Certamente, permaneço na mesma linha, mas variando a forma e os ângulos.
A apologética tem uma péssima imprensa
na Igreja hoje: como você explica isto? E, pela experiência dos seus dois
primeiros livros, "funciona"? Sabe a quem chega?
Isto pode ser explicado pelo relativismo
geral que prevalece em matéria religiosa. As pessoas, mesmo
dentro da Igreja, abandonaram totalmente a ideia de que uma religião pode
ser verdadeira; Quero dizer verdade para todos, não
apenas verdade "para mim".
"A combinação de vários factores é a
causa deste resultado: a perda de confiança no poder da razão em
questões metafísicas; o abandono do tomismo nos seminários
desde a década de 1960; o medo de parecer "intolerante" na
arena pública. O engraçado (se é que se pode chamar assim) é que os arcebispos
são ouvidos explicando que "evidentemente não há prova racional da
existência de Deus", enquanto o Catecismo da Igreja Católica continua a
afirmar exatamente o contrário (n.30)! E se o
Catecismo diz o contrário, é porque se limita a repetir o que a Escritura,
a Tradição e os Papas sempre disseram.
"Dito isto, embora o relativismo
continue a dominar a época, observo que as novas gerações estão muito
mais abertas à apologética do que os mais velhos. O motivo é
simples: a transmissão parou, ou quase, nos anos 70, e é preciso recomeçar
do zero. Já não podemos contar com um banho cultural, com um cristianismo
difuso. Não resta nada. Portanto, estamos logicamente na situação dos
primeiros cristãos. E o que é que os primeiros cristãos fizeram? Obedeceram
ao mandamento de São Pedro: «Pelo contrário, glorificai Cristo Senhor
nos vossos corações, sempre prontos a dar uma explicação a quem vos pedir uma
razão para a vossa esperança» (1 Pd 3, 15).

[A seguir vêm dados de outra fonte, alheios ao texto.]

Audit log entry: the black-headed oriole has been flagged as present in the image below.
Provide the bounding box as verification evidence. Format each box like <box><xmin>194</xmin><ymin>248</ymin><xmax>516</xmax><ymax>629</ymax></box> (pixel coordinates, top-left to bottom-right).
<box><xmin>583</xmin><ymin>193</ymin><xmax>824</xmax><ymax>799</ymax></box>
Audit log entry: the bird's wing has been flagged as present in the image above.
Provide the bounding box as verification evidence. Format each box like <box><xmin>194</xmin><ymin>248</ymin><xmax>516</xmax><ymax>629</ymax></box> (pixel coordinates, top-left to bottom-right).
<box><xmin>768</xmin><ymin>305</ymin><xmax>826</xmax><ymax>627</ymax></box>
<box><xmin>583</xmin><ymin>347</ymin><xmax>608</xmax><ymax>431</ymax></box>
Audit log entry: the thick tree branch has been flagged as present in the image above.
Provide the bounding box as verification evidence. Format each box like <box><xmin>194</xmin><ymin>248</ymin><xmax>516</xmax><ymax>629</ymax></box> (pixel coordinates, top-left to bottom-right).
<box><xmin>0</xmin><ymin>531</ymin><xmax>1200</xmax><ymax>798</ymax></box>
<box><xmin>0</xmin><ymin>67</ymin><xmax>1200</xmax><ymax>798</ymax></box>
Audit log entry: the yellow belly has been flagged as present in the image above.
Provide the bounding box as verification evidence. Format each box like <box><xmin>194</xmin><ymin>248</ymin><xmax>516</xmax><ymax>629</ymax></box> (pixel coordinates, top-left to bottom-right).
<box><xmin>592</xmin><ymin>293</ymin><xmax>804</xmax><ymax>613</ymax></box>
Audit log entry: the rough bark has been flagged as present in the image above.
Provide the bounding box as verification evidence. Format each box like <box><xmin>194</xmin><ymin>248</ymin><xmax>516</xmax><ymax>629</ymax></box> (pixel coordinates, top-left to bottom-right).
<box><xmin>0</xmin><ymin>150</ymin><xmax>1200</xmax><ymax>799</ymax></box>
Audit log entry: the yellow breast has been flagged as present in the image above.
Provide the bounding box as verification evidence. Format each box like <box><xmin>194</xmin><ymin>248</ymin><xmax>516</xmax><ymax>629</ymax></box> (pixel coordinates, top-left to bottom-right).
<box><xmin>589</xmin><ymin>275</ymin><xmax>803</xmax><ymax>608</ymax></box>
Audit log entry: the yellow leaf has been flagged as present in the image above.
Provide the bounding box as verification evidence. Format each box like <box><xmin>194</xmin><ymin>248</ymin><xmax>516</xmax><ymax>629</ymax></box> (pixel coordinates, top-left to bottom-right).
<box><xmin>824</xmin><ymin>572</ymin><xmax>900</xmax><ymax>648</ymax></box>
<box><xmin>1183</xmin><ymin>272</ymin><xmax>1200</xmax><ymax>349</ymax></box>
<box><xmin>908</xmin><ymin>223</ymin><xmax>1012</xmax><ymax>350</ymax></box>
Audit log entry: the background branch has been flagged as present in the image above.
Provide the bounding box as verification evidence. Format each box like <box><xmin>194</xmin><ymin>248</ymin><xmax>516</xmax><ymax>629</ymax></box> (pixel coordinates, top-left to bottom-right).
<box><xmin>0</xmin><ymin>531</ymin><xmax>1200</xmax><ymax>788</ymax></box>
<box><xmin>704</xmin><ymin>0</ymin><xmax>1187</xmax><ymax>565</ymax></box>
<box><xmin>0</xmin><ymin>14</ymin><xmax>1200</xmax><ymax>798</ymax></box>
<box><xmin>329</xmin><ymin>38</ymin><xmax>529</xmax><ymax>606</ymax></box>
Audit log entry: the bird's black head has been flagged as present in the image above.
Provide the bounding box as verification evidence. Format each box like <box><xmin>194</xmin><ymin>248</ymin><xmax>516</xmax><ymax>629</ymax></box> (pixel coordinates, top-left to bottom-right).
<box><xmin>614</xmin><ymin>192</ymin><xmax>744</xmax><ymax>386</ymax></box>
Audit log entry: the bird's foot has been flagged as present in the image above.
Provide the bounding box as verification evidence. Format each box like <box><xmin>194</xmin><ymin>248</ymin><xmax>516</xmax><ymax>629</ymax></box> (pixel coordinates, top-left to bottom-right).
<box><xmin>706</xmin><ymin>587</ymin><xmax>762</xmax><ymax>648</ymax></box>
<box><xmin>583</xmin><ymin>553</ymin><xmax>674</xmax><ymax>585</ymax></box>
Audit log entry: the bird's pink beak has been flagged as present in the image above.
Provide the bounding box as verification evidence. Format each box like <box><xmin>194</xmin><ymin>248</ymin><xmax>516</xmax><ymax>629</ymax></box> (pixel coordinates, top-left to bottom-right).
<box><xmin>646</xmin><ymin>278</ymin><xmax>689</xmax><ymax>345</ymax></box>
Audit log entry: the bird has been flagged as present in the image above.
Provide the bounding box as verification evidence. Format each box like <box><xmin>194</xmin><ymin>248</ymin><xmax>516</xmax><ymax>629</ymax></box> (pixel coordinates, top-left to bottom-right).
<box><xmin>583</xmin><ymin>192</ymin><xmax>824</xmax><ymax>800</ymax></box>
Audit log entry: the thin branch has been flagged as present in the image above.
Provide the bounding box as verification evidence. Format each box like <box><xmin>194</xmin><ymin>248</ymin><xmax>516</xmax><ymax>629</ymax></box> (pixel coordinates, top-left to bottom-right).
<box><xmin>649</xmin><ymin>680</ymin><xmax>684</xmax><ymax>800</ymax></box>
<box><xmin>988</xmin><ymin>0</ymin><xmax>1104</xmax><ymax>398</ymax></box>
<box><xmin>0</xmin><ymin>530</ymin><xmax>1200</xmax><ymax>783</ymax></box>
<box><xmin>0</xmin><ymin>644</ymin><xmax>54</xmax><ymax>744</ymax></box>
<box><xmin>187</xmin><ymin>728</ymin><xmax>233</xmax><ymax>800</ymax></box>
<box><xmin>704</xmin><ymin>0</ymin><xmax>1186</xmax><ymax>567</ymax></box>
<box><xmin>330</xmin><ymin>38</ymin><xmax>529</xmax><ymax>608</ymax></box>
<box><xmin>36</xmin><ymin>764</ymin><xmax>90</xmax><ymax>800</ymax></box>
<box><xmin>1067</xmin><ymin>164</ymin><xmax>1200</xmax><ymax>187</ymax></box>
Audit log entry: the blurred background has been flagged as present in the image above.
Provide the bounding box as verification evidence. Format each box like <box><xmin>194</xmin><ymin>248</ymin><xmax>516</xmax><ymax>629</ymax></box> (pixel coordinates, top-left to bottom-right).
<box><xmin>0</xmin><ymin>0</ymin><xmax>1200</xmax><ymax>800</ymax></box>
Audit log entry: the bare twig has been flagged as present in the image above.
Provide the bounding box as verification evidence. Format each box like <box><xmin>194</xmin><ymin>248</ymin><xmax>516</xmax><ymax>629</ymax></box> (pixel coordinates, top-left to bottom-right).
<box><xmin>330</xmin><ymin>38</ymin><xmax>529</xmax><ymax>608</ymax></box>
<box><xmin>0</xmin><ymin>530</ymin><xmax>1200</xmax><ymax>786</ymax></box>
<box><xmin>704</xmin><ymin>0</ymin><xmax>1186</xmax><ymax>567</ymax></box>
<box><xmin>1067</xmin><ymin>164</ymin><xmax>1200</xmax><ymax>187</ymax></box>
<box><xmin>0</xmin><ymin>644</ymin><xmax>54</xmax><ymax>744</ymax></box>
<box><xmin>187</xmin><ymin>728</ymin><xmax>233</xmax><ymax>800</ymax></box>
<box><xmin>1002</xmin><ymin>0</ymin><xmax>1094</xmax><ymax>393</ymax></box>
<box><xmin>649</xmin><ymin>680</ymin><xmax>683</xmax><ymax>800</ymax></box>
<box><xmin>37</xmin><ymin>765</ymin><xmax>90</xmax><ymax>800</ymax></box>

Uma entrevista com Frédéric Guillaud na
Rádio Notre Dame sobre seu último livro.
Para isso, devemo-nos apoiar em elementos
que possam ser comunicados, ou seja, em razões. Não estou a dizer que isto
sempre funciona, ou que é o único método, mas algumas mentes literalmente ficam
"desprendidas" com a apologética. O perfil típico é o de pessoas
cujos corações são bem dispostos, mas cujas cabeças resistem porque
o cristianismo seria irracional, contrário à ciência ou bom demais para ser
verdade. A apologética tira esta ideia deles.
É bom mostrar que a religião católica é
racionalmente aceitável e, portanto, credível, mas a conversão não ocorre mais
pelo coração do que pela mente? Como podemos alcançar o coração das pessoas?
– Com exemplo, com vida, com alegria,
com os frutos do cristianismo em acção. De resto, o Espírito sopra
onde quer. A missão da apologética é fazer com que o Espírito caia sobre as
almas que se libertaram, na medida do possível, dos seus preconceitos
contra a Revelação cristã.
"De modo mais geral, é importante
restabelecer o carácter racionalmente sólido da cosmovisão
cristã. Se numa determinada sociedade todos pensam que o cristianismo está em
pé de igualdade com os loucos "Hare Krishna" ou os tolos raelianos,
temos um problema.
"Temos que abandonar o
sentimentalismo e as cores do papel de Pinóquio para
mostrar a todos os filósofos nas televisões que a filosofia cristã tem
maravilhas que não são Michel Onfray e André
Comte-Sponville [filósofos materialistas]. Vamos trazer de volta
Santo Anselmo, São Tomás de Aquino e Duns
Scotus, traduzir os grandes metafísicos americanos contemporâneos e
assumir. Há trabalho para várias gerações!